Impact-Bio étant en démarrage, l’entreprise est en mode de recherche de partenaires, de collaborateurs, de personnes intéressées à appuyer le père et sa fille dans leurs démarches. On peut les contacter par les réseaux sociaux. “On doit débuter la production dans les prochains mois. Il nous reste à attacher quelques ficelles. On veut prendre le temps de bien faire les choses. On prend le temps nécessaire et on s’assure de respecter nos valeurs de développement durable. C’est la base de ce qu’on fait. Nous voulons démarrer sur des bases solides”, explique Virginie qui salue, au passage, l’équipe de Destination Entreprise.

“L’organisme nous aide beaucoup dans nos démarches.
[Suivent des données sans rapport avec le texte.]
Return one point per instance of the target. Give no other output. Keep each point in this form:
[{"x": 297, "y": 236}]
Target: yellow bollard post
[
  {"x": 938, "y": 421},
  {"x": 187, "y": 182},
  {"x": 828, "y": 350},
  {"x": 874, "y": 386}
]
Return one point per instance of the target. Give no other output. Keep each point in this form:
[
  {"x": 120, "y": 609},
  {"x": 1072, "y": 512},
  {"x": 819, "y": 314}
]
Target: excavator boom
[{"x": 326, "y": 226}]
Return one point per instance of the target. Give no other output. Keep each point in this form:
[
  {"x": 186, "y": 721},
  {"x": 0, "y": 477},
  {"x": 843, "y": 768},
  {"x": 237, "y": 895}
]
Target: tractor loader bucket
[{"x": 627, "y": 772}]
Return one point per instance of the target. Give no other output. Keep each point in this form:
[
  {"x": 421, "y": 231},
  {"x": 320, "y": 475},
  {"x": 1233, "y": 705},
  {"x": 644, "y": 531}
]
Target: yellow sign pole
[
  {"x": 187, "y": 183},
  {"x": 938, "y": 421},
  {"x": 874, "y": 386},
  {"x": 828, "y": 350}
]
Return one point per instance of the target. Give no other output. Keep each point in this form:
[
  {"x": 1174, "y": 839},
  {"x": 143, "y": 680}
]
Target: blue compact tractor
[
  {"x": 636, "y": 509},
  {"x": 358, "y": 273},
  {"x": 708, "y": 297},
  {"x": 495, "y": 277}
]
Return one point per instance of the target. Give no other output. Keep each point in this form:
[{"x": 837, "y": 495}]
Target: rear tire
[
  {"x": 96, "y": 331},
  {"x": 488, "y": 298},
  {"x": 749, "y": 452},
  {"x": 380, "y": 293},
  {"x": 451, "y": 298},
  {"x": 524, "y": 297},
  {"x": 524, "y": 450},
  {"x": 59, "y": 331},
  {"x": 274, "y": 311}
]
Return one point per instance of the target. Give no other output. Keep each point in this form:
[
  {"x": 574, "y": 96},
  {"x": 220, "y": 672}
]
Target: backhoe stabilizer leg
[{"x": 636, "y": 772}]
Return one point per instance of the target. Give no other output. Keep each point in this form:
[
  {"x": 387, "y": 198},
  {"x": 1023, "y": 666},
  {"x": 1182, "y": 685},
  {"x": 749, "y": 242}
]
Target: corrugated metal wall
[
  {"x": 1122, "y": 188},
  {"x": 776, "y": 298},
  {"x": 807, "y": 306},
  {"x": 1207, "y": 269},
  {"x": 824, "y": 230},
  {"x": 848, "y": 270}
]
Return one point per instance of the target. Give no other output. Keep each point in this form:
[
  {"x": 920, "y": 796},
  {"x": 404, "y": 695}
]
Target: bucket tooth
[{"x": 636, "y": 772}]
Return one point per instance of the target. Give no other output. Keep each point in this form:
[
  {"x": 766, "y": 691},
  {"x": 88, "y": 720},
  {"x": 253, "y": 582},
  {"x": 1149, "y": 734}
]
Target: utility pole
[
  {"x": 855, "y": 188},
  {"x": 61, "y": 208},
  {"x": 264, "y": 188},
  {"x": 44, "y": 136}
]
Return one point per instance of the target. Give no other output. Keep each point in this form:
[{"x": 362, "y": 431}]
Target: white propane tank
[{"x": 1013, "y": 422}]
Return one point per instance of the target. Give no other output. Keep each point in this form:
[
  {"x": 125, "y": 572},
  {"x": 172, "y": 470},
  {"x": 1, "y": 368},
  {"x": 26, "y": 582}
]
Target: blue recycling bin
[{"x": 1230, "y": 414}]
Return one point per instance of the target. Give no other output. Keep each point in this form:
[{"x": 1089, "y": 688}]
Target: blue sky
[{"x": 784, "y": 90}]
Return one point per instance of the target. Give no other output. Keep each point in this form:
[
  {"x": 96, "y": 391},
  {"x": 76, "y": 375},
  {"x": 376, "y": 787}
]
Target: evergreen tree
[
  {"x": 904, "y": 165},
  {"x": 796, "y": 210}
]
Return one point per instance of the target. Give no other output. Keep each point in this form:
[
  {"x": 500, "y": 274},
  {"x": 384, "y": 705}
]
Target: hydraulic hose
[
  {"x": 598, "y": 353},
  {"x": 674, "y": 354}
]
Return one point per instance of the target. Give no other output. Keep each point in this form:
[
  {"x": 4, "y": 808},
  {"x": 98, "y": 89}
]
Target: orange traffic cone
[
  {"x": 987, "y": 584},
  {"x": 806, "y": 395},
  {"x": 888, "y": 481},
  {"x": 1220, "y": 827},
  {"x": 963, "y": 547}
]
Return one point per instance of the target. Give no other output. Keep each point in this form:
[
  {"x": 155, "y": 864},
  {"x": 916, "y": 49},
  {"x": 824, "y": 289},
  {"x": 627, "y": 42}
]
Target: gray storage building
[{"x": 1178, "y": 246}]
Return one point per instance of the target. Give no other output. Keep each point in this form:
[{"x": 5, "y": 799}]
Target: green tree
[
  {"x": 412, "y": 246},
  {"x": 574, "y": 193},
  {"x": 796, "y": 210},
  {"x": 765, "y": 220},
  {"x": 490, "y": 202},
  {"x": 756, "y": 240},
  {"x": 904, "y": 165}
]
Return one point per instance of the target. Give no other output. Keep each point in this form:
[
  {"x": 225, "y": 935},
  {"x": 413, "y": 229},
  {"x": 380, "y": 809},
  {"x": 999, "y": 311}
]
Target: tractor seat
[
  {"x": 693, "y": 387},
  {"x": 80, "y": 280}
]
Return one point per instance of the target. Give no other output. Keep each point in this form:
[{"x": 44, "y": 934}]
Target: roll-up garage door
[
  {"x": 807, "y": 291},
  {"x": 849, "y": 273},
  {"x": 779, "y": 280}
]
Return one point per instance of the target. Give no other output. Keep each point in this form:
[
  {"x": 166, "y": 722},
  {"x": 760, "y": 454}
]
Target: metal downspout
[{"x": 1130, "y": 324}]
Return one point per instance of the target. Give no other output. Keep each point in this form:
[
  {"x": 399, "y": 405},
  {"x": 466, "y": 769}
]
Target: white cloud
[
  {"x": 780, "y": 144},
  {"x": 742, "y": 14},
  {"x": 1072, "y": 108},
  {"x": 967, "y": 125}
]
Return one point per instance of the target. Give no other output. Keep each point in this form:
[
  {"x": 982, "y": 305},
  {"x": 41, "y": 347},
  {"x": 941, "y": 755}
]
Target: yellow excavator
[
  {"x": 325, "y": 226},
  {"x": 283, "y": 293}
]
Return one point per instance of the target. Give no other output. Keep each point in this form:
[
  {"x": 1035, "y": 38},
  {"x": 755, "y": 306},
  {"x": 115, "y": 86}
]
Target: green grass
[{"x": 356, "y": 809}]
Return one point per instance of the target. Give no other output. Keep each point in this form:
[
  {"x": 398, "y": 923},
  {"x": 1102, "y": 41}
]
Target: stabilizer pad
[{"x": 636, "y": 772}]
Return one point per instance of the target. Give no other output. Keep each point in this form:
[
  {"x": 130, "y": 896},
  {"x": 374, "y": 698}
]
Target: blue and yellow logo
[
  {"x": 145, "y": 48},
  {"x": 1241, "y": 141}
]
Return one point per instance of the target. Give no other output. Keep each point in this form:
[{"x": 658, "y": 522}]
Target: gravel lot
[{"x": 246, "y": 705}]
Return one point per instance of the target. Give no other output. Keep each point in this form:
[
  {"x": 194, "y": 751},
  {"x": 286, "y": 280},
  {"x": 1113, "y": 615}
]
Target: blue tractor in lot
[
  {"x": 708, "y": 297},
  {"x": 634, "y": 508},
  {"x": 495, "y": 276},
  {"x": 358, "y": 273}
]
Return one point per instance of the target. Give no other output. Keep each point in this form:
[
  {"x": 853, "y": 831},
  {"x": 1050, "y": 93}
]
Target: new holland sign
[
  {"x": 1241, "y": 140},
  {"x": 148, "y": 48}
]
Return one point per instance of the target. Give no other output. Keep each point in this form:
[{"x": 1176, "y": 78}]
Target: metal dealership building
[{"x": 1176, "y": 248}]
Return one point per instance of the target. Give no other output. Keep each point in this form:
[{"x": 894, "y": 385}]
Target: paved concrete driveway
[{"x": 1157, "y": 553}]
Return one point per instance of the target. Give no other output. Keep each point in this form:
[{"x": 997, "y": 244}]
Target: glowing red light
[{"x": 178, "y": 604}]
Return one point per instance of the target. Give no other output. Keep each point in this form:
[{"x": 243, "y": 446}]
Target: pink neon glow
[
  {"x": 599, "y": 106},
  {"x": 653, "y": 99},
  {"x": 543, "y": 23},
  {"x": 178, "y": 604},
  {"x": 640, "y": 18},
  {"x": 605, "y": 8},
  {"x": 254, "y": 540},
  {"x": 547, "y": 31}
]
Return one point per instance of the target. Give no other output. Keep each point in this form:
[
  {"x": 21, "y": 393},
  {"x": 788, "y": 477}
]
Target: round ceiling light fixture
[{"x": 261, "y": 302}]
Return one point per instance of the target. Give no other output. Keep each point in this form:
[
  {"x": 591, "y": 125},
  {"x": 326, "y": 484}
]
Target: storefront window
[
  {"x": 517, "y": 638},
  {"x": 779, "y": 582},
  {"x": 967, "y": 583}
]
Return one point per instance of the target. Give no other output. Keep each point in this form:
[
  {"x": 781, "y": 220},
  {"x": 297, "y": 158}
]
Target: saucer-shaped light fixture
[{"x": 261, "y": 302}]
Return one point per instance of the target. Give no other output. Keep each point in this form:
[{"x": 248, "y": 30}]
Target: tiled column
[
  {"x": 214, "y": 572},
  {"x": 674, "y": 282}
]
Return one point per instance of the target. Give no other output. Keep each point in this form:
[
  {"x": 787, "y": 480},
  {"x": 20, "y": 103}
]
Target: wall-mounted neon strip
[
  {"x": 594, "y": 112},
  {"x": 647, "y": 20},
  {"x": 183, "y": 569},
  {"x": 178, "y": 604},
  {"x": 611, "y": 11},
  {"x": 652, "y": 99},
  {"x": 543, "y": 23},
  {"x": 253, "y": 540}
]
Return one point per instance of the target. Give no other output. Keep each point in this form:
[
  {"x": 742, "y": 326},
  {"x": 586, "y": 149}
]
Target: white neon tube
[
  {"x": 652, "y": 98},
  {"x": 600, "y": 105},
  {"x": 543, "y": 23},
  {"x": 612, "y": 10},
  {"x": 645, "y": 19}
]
Dans leurs propos, on voit qu’ils savent ce qu’ils font. Ils ne craignent pas de poser les questions nécessaires. Ils donnent l’heure juste”, précise-t-elle.

Impact-Bio entend s’implanter à Victoriaville, ayant un endroit en tête. “Victoriaville compte plusieurs belles entreprises. C’est la beauté à Victoriaville, la force de l’entrepreneuriat”, observe Virginie Jasmin.

À terme, Impact-Bio aura une capacité de production de quatre millions de bouteilles. “Ça va rouler, indique la jeune femme, mais nous n’aurons pas besoin d’une très grande équipe, au départ, peut-être cinq personnes, notamment des gens d’expérience en plasturgie. Et puis, nous aurons des personnes à la manutention et à l’administration. Au fil du temps, on s’ajustera à la demande.”

C’est un marché entièrement québécois que vise Impact-Bio. “On est dans un modèle d’affaires où l’on veut faire une différence. Je pense que les entreprises locales ont le devoir de rendre leur population meilleure, plaide Virginie. On a un pouvoir de changement. Il faut l’exercer, faire ce qu’on peut pour rendre le monde meilleur.”

Les bottines suivent les babines dans le cas de Virginie qui est impliquée dans son milieu, siégeant au sein du conseil d’administration de la Maison des familles en plus d’agir comme trésorière à la Corporation de la famille et des amis de l’école communautaire l’Eau Vive. “Je trouve important de m’engager, de faire une différence positive autour de nous. On est là pour rendre le monde meilleur en tant qu’humain. Tout est cohérent.”